Evaluating AI-Driven Segmentation for TNM Staging in NSCLC Using [18F]FDG PET/CT

In a retrospective single‑center cohort of 306 treatment‑naïve NSCLC patients, the top-performing autoPET III algorithm was evaluated for automated tumor and nodal contouring on diagnostic [18F]FDG PET/CT and its impact on TNM and UICC staging. The team assessed voxel overlap and lesion-level task metrics. The model achieved a mean Dice Similarity Coefficient of 0.64 and a lesion-level sensitivity of 95.8%, with overall UICC stage concordance of 67.7% when AI-derived masks were carried into clinical staging. The analysis paired standard overlap measures with a task-aware error taxonomy for deeper clinical context, highlighting that excellent raw detection does not guarantee staging concordance.
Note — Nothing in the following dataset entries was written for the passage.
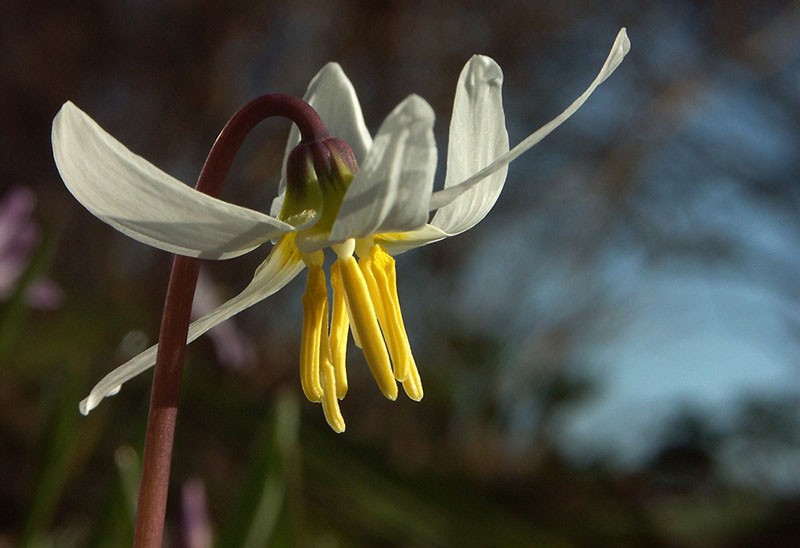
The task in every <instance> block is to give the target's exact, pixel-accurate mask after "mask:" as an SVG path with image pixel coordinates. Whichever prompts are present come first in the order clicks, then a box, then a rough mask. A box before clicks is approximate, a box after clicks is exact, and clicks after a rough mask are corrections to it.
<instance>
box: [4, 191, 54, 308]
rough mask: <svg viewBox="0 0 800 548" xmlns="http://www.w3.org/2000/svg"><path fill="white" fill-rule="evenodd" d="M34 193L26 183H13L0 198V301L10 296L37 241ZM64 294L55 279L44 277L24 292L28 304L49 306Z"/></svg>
mask: <svg viewBox="0 0 800 548" xmlns="http://www.w3.org/2000/svg"><path fill="white" fill-rule="evenodd" d="M35 206H36V194H34V192H33V190H31V189H30V188H28V187H25V186H17V187H13V188H12V189H11V190H9V191H8V192H6V194H5V196H4V197H3V200H2V201H0V301H2V300H7V299H9V298H11V296H12V295H13V294H14V290H15V289H16V287H17V284H18V283H19V281H20V278H21V277H22V275H23V274H24V273H25V269H26V268H28V265H29V263H30V260H31V255H32V254H33V251H34V249H35V248H36V246H37V245H38V243H39V241H40V238H41V234H40V231H39V226H38V225H37V224H36V223H35V222H34V221H33V219H32V218H31V214H32V213H33V209H34V207H35ZM62 297H63V294H62V291H61V288H60V287H58V285H56V283H55V282H53V281H52V280H49V279H47V278H44V277H40V278H37V279H35V280H33V282H32V283H31V284H30V286H29V287H28V288H27V290H26V293H25V300H26V302H27V303H28V305H29V306H31V307H33V308H38V309H42V310H52V309H54V308H57V307H58V306H59V305H60V304H61V300H62Z"/></svg>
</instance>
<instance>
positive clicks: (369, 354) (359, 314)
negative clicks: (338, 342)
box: [336, 246, 397, 400]
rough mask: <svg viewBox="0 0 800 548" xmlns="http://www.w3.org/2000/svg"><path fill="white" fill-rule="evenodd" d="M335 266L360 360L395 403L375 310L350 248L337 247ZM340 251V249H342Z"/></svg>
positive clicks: (382, 339) (363, 275)
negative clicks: (358, 342)
mask: <svg viewBox="0 0 800 548" xmlns="http://www.w3.org/2000/svg"><path fill="white" fill-rule="evenodd" d="M337 247H338V249H336V252H337V255H338V258H337V260H336V263H337V264H338V265H339V266H338V268H339V271H340V273H341V275H342V286H343V287H344V291H345V294H346V296H347V303H348V308H349V313H350V321H351V323H352V324H353V330H354V331H355V332H357V333H358V338H359V341H360V342H361V348H362V350H363V351H364V357H365V358H366V360H367V365H369V368H370V371H371V372H372V376H373V377H375V382H377V383H378V387H379V388H380V389H381V392H383V395H384V396H386V397H387V398H388V399H390V400H395V399H397V383H396V382H395V379H394V374H393V373H392V367H391V362H390V360H389V354H388V352H387V351H386V344H385V343H384V342H383V335H382V334H381V330H380V327H379V326H378V320H377V316H376V313H375V307H374V306H373V304H372V299H371V298H370V294H369V289H368V287H367V282H366V280H365V279H364V275H363V274H362V273H361V270H360V269H359V267H358V263H357V262H356V260H355V258H354V257H353V255H352V247H351V246H349V249H348V248H346V247H345V246H337ZM343 248H344V249H343Z"/></svg>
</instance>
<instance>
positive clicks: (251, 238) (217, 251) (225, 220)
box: [52, 102, 293, 259]
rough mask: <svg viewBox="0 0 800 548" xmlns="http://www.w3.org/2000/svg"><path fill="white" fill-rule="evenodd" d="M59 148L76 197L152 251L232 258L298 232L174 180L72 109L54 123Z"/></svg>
mask: <svg viewBox="0 0 800 548" xmlns="http://www.w3.org/2000/svg"><path fill="white" fill-rule="evenodd" d="M52 141H53V155H54V157H55V160H56V164H57V166H58V171H59V173H61V178H62V179H64V183H65V184H66V186H67V188H68V189H69V191H70V192H71V193H72V194H73V196H75V198H77V200H78V201H79V202H80V203H81V204H83V205H84V206H85V207H86V209H88V210H89V211H90V212H92V213H93V214H94V215H95V216H96V217H97V218H99V219H100V220H101V221H104V222H106V223H108V224H109V225H111V226H112V227H114V228H116V229H117V230H119V231H120V232H122V233H123V234H126V235H128V236H130V237H131V238H134V239H135V240H139V241H140V242H143V243H145V244H148V245H151V246H153V247H157V248H159V249H163V250H165V251H169V252H171V253H177V254H180V255H188V256H190V257H201V258H204V259H225V258H229V257H235V256H237V255H241V254H243V253H246V252H248V251H250V250H251V249H253V248H255V247H257V246H259V245H261V244H262V243H264V242H266V241H268V240H271V239H274V238H277V237H278V236H280V235H281V234H283V233H285V232H288V231H291V230H293V228H292V226H291V225H288V224H286V223H284V222H281V221H279V220H277V219H274V218H272V217H270V216H268V215H264V214H263V213H259V212H257V211H253V210H250V209H247V208H244V207H239V206H236V205H233V204H228V203H226V202H223V201H222V200H218V199H216V198H212V197H210V196H207V195H205V194H203V193H201V192H198V191H196V190H194V189H193V188H191V187H189V186H187V185H185V184H183V183H181V182H180V181H178V180H177V179H175V178H174V177H171V176H169V175H167V174H166V173H164V172H163V171H161V170H159V169H158V168H157V167H155V166H154V165H152V164H151V163H149V162H148V161H147V160H145V159H144V158H142V157H140V156H137V155H136V154H134V153H132V152H131V151H130V150H128V149H127V148H125V146H124V145H123V144H122V143H120V142H119V141H117V140H116V139H114V138H113V137H112V136H111V135H109V134H108V133H106V132H105V131H104V130H103V129H102V128H101V127H100V126H99V125H97V123H96V122H95V121H94V120H92V119H91V118H90V117H89V116H88V115H86V114H85V113H84V112H83V111H81V110H80V109H79V108H78V107H76V106H75V105H73V104H72V103H69V102H68V103H65V104H64V106H63V107H61V110H60V111H59V113H58V115H56V117H55V119H54V120H53V133H52Z"/></svg>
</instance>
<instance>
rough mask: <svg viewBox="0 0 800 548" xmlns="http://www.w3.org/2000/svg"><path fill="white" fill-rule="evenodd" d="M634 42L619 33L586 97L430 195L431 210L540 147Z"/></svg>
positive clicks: (451, 199)
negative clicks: (466, 174)
mask: <svg viewBox="0 0 800 548" xmlns="http://www.w3.org/2000/svg"><path fill="white" fill-rule="evenodd" d="M630 48H631V43H630V40H628V35H627V33H626V32H625V29H624V28H623V29H621V30H620V31H619V34H617V38H616V40H615V41H614V45H613V46H611V52H610V53H609V54H608V58H607V59H606V62H605V63H604V64H603V68H601V69H600V72H599V73H598V75H597V77H596V78H595V79H594V81H593V82H592V83H591V84H590V85H589V87H588V88H587V89H586V91H584V92H583V94H582V95H581V96H580V97H578V98H577V99H575V101H574V102H573V103H572V104H571V105H570V106H569V107H567V109H566V110H564V112H562V113H561V114H559V115H558V116H557V117H556V118H555V119H554V120H552V121H550V122H548V123H547V124H545V125H544V126H542V127H541V128H539V129H538V130H536V131H535V132H534V133H532V134H531V135H529V136H528V137H527V138H526V139H525V140H523V141H522V142H521V143H519V144H518V145H517V146H515V147H514V148H512V149H511V150H510V151H508V152H507V153H506V154H503V155H502V156H500V157H499V158H497V159H496V160H495V161H494V162H492V163H491V164H489V165H488V166H486V167H485V168H483V169H481V170H480V171H478V172H477V173H475V174H474V175H472V176H471V177H469V178H467V179H466V180H464V181H463V182H461V183H459V184H457V185H455V186H452V187H450V188H445V189H443V190H440V191H439V192H435V193H434V194H433V196H431V202H430V208H431V211H433V210H435V209H437V208H440V207H444V206H446V205H447V204H449V203H451V202H452V201H453V200H455V199H456V198H458V197H459V196H460V195H462V194H463V193H464V192H466V191H467V190H469V189H471V188H472V187H474V186H476V185H478V184H479V183H481V182H482V181H483V180H484V179H486V178H487V177H488V176H489V175H491V174H493V173H495V172H497V171H498V170H500V169H503V168H504V167H505V166H507V165H508V164H509V163H510V162H511V161H512V160H514V159H516V158H517V157H519V156H520V155H521V154H523V153H524V152H526V151H527V150H528V149H529V148H531V147H532V146H534V145H535V144H537V143H538V142H539V141H541V140H542V139H544V138H545V137H547V136H548V135H549V134H550V132H551V131H553V130H554V129H556V128H557V127H558V126H560V125H561V124H562V123H564V121H566V120H567V118H569V117H570V116H572V115H573V114H574V113H575V111H577V110H578V109H579V108H580V107H581V105H583V103H585V102H586V100H587V99H588V98H589V96H590V95H591V94H592V93H593V92H594V90H595V89H597V86H599V85H600V84H602V83H603V82H604V81H605V79H606V78H608V77H609V76H611V73H613V72H614V71H615V70H616V69H617V67H618V66H619V65H620V63H622V59H623V58H624V57H625V55H626V54H627V53H628V51H630Z"/></svg>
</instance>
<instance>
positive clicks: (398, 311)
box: [359, 245, 422, 400]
A DSC of 0.64 denotes moderate voxel overlap and reflects meaningful volumetric differences from manual contours. Only roughly two‑thirds (≈67.7%) of UICC stage assignments matched the reference, so voxel-level agreement did not reliably translate into patient-level staging. AI segmentation cannot yet substitute for expert readers when autonomous staging decisions are required.
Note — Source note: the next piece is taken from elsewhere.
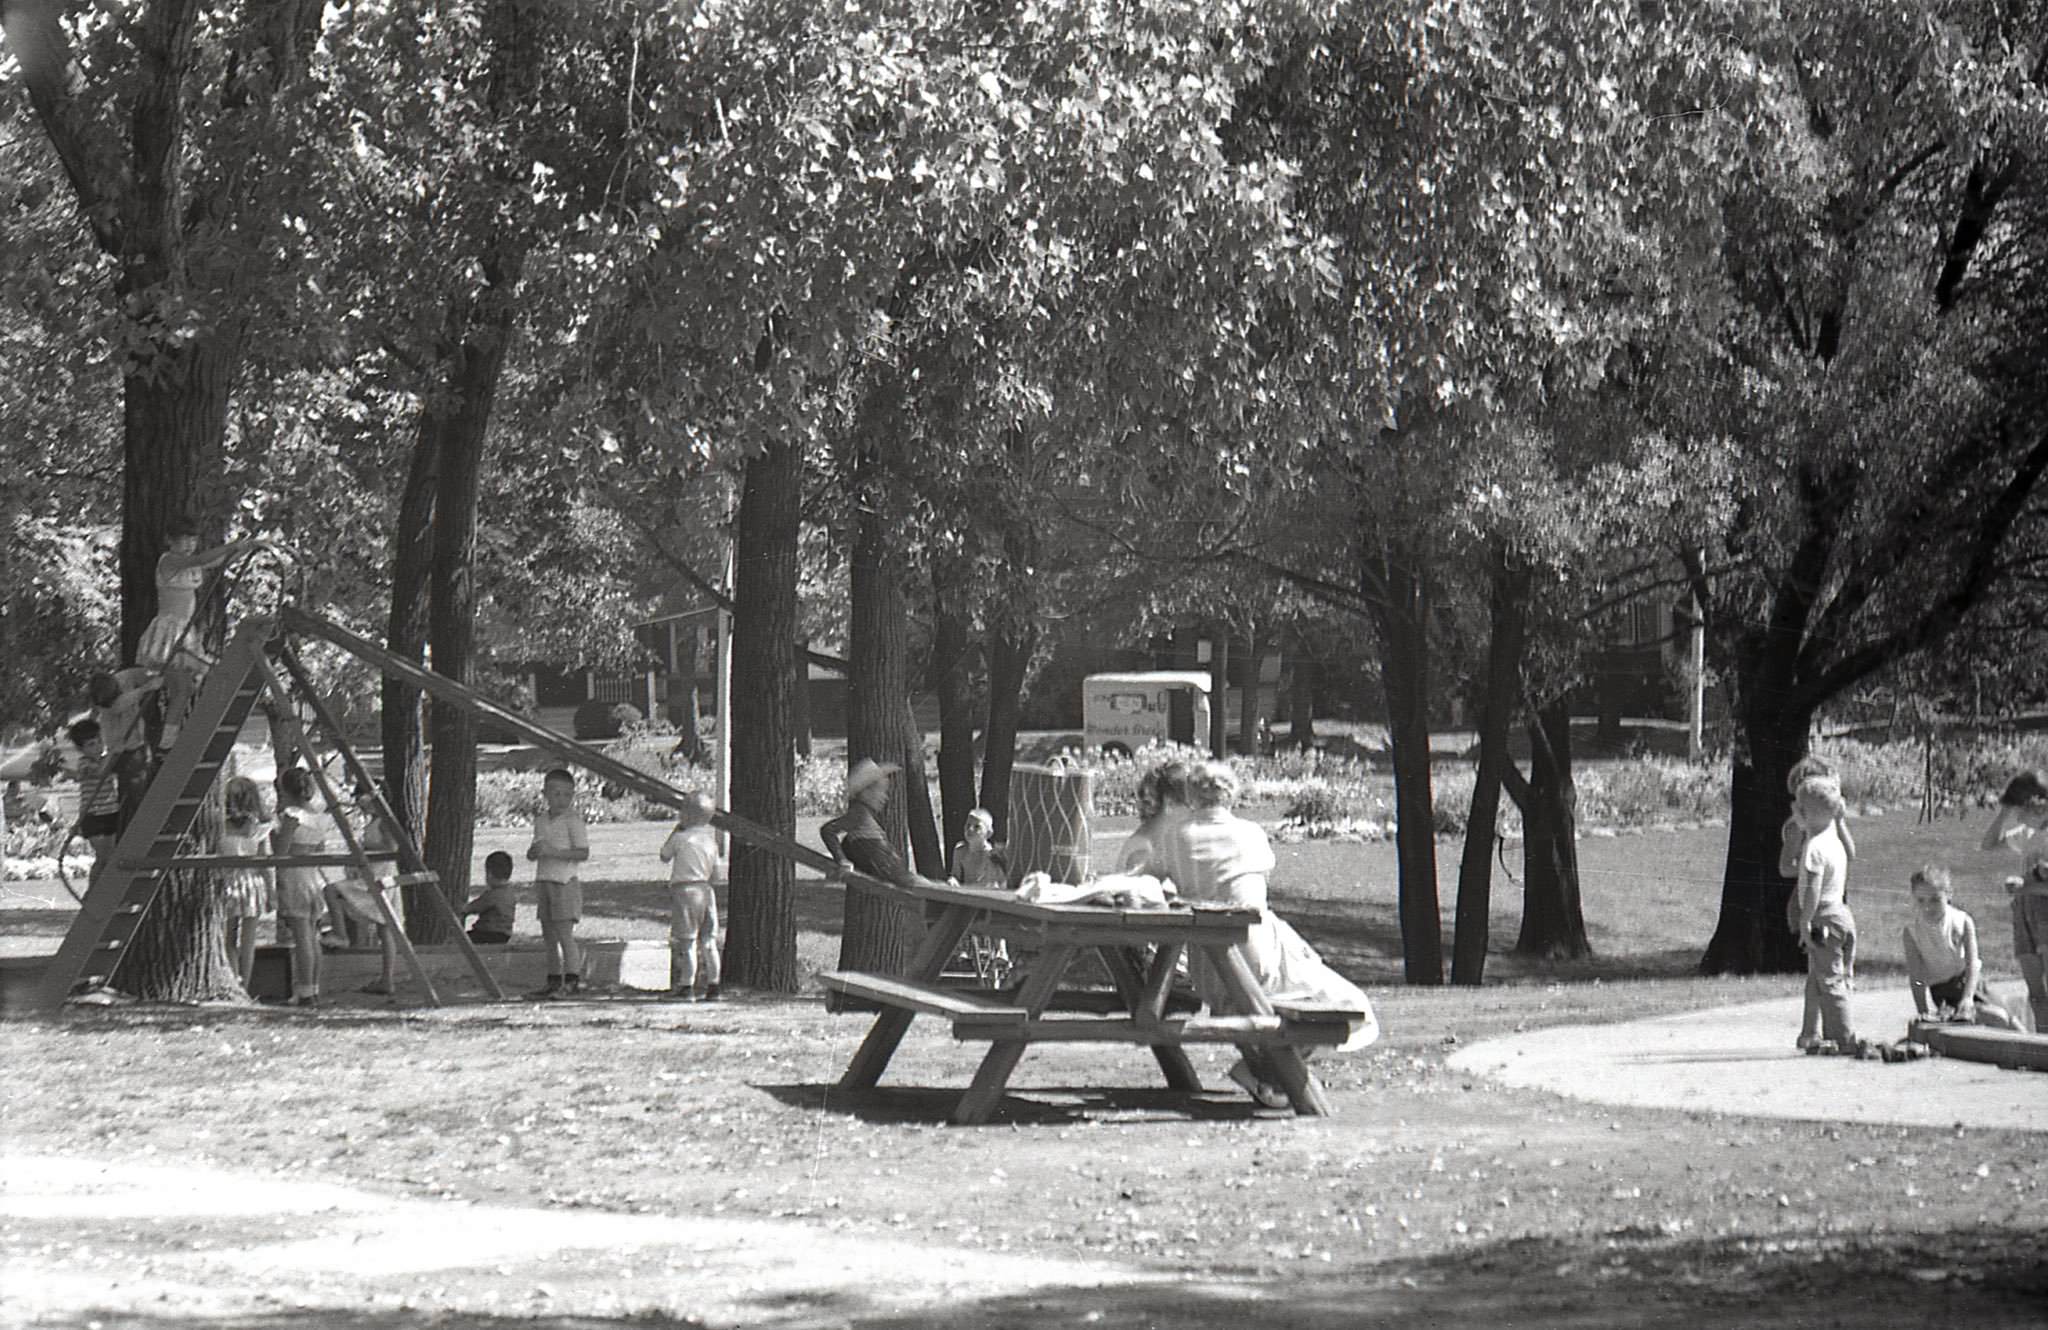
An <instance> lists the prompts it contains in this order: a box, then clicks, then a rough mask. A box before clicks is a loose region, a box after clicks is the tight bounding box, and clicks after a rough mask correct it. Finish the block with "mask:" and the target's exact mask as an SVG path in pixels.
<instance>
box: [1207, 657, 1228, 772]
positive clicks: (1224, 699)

The model’s high sensitivity came with a notable false‑positive burden, particularly for extrathoracic findings: precision for M-category lesions fell to about 74%, producing 196 false‑positive distant lesions in the cohort. That tendency inflates metastatic calls and frequently drives upstaging that would prompt systemic or palliative treatment changes, materially altering downstream management.